No matter your age, I am sure that you understand the importance of passion. As children, we have boundless curiosity and a thirst for knowledge. With time, these traits ebb away as we are told to adapt to the “real world” where conformity and results are far more treasured. As current student, I understand the pressure to conform to the pressure of society – to take up a degree or job that you have no real interest in for the money.

And yet, there is a real danger in giving in, in deciding that you have to listen to others. If you start to compromise on your beliefs, there is no end to it. It is no surprise that so many people are unhappy with their jobs. How contented can one if you hate what you are doing?

When I look at my role models, people like Steve Jobs, Richard Feynman, Carl Sagan, Warren Buffett or Richard Branson, they all share one trait – they love their jobs and wouldn’t trade a dime in the world to do something else.

When I was young, I used to admire the smartest and brightest people around me. Those who effortlessly scored top grades, who aced their exams, who made everything look like a breeze. As I grow older, I noticed a change. The people who were succeeding the most in life weren’t these people at all. The people who were excelling in life (not exams mind you) were those who were honest, who had a determination to never say no, who never compromised on their convictions even if no one believed in them. The ability to excel in an exam, or superior intellect while useful, was not pre-requisites to success at all.

Living in Singapore, I understand full well the importance of material wealth. Money gives us a real power and ability to do the things we want to do in life. However, focusing on money alone will not make one happy. In order to do great work, you need to have the passion to sustain you throughout your journey. I know an abundance of friends who are jaded, discontented and am unhappy with their lives despite landing prestigious degrees or jobs. I truly believe that if you can do great work, and offer a valuable service to others, the money will follow. Life simply does not work the other way round.

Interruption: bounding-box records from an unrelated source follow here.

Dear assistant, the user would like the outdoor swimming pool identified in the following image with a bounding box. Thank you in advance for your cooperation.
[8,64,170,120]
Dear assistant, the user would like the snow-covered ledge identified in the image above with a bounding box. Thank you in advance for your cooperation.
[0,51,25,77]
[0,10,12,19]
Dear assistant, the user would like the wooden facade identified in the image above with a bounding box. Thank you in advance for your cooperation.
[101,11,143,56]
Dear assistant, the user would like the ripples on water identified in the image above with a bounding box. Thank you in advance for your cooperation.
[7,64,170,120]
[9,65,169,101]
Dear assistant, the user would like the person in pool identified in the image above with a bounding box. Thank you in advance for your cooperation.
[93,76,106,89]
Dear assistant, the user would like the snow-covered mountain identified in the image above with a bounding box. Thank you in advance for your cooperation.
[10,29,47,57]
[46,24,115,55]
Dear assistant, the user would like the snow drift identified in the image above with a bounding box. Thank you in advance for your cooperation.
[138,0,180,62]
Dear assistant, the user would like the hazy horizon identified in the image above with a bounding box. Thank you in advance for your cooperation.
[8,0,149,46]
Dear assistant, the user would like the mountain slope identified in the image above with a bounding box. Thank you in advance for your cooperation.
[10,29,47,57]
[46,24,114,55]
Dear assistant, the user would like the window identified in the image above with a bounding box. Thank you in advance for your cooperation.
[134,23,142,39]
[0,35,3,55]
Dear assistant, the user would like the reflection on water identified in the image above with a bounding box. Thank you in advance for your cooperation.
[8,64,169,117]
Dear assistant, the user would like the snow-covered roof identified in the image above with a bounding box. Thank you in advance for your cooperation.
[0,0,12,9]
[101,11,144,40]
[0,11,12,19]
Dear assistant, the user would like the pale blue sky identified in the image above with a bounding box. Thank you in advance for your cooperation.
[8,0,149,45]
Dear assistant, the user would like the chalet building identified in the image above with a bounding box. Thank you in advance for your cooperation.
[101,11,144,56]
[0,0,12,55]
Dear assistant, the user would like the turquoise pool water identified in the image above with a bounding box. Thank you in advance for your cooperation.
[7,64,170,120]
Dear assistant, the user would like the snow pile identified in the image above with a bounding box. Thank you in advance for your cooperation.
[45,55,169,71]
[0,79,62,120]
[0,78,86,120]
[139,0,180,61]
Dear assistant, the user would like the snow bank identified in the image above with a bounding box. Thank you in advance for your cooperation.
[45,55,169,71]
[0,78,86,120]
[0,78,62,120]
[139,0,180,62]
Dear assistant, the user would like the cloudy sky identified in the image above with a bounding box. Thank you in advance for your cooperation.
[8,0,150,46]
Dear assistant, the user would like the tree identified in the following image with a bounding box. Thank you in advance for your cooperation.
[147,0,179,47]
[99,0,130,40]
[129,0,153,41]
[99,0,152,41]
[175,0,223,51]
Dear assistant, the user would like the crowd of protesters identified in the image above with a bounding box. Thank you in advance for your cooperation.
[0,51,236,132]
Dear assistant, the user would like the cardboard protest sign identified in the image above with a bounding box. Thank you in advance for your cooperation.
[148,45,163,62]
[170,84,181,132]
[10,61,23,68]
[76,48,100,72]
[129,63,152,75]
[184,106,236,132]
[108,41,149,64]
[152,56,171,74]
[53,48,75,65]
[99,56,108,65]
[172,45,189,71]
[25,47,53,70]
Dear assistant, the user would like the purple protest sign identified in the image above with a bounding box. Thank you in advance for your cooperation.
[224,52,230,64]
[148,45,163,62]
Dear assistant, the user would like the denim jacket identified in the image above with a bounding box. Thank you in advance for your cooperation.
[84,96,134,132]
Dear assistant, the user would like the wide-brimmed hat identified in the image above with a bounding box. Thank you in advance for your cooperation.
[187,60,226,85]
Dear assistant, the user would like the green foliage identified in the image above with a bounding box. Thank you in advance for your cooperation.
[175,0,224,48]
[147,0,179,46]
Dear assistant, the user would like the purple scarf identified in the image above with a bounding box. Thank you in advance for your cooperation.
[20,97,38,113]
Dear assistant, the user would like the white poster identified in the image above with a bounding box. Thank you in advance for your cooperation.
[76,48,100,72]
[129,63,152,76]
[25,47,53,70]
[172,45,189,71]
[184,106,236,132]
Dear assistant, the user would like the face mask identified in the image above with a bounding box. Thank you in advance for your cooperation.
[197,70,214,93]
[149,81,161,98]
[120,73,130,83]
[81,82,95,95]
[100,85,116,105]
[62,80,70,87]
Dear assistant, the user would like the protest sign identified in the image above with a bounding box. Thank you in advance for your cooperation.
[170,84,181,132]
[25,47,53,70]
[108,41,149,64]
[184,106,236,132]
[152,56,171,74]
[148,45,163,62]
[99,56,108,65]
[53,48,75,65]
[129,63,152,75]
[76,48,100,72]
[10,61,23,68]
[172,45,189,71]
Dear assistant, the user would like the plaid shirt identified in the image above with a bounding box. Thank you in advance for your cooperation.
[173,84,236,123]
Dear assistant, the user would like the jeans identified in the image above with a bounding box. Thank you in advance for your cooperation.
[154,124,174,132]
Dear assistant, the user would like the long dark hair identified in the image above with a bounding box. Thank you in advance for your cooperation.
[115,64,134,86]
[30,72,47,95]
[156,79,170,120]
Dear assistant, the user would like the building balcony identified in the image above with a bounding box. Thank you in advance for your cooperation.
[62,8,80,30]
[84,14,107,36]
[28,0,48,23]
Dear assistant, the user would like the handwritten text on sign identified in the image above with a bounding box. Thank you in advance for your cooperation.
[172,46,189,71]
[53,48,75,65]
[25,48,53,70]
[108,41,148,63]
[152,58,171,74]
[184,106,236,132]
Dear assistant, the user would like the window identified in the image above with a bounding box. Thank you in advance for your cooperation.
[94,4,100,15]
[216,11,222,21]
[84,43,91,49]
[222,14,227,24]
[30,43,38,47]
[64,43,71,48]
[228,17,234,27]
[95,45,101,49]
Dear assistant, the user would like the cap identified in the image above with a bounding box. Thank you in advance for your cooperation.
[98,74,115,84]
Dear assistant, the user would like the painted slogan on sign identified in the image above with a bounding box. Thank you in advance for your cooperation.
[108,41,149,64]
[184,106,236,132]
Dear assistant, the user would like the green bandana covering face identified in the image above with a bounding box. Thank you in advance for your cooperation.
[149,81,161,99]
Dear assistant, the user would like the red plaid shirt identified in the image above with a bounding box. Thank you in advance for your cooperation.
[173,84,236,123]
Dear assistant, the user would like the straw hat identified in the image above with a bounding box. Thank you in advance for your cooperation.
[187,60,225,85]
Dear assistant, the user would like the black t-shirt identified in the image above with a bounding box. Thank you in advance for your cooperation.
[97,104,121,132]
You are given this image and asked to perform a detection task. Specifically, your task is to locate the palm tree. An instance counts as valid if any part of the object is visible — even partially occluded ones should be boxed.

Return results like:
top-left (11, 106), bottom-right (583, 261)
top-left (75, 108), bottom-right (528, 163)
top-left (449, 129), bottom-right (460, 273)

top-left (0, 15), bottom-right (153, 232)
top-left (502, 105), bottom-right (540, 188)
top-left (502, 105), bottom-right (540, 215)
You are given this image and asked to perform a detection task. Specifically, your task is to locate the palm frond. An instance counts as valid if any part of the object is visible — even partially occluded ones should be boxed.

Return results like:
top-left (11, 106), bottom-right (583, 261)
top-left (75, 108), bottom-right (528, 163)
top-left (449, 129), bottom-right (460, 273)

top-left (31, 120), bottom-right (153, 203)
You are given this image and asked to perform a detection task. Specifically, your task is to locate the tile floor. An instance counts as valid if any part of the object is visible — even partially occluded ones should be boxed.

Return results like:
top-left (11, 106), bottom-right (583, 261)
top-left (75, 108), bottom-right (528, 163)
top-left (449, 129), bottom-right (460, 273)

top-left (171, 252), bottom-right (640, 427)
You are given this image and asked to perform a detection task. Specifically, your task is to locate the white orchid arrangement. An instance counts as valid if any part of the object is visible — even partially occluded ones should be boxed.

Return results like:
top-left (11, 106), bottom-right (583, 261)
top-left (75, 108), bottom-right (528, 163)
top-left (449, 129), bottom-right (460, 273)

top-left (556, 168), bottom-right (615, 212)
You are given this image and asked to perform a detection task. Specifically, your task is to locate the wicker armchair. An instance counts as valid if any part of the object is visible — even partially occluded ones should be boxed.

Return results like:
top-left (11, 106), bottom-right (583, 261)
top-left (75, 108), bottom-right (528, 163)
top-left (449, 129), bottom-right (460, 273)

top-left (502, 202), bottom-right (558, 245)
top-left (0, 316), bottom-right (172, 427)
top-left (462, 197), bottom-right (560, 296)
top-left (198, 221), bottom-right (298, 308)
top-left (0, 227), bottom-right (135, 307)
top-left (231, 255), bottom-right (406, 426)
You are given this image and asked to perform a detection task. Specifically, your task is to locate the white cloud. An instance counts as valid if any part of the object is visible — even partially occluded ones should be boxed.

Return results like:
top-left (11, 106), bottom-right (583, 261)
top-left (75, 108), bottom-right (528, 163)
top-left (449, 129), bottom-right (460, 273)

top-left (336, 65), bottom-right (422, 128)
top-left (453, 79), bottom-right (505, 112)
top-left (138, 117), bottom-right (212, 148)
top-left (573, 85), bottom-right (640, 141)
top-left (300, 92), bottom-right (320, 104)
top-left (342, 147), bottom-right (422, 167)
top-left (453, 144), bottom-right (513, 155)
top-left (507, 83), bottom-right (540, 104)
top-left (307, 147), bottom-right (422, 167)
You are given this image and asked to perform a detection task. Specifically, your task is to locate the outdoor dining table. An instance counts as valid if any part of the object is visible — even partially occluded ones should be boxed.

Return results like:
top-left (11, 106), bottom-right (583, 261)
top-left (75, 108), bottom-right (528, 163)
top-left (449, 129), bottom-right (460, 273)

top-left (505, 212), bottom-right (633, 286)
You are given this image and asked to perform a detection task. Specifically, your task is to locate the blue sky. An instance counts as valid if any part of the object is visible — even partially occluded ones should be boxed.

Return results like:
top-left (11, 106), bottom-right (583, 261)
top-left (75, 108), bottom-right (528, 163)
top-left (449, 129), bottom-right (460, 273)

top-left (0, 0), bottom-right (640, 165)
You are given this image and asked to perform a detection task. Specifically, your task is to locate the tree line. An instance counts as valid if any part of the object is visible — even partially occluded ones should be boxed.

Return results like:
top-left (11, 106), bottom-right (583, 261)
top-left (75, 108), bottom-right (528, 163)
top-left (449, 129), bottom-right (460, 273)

Inspired by Benjamin Graham, I believe that I have found something that I intimately connect with, that gets me excited everyday to wake up to, and something that I believe that I can excel in professionally in the future. To those who have not found something that they love, please keep looking. While it is not easy, take solace that you are not the first in this journey. Ultimately, if you can believe in yourself, that’s all it takes for you to succeed.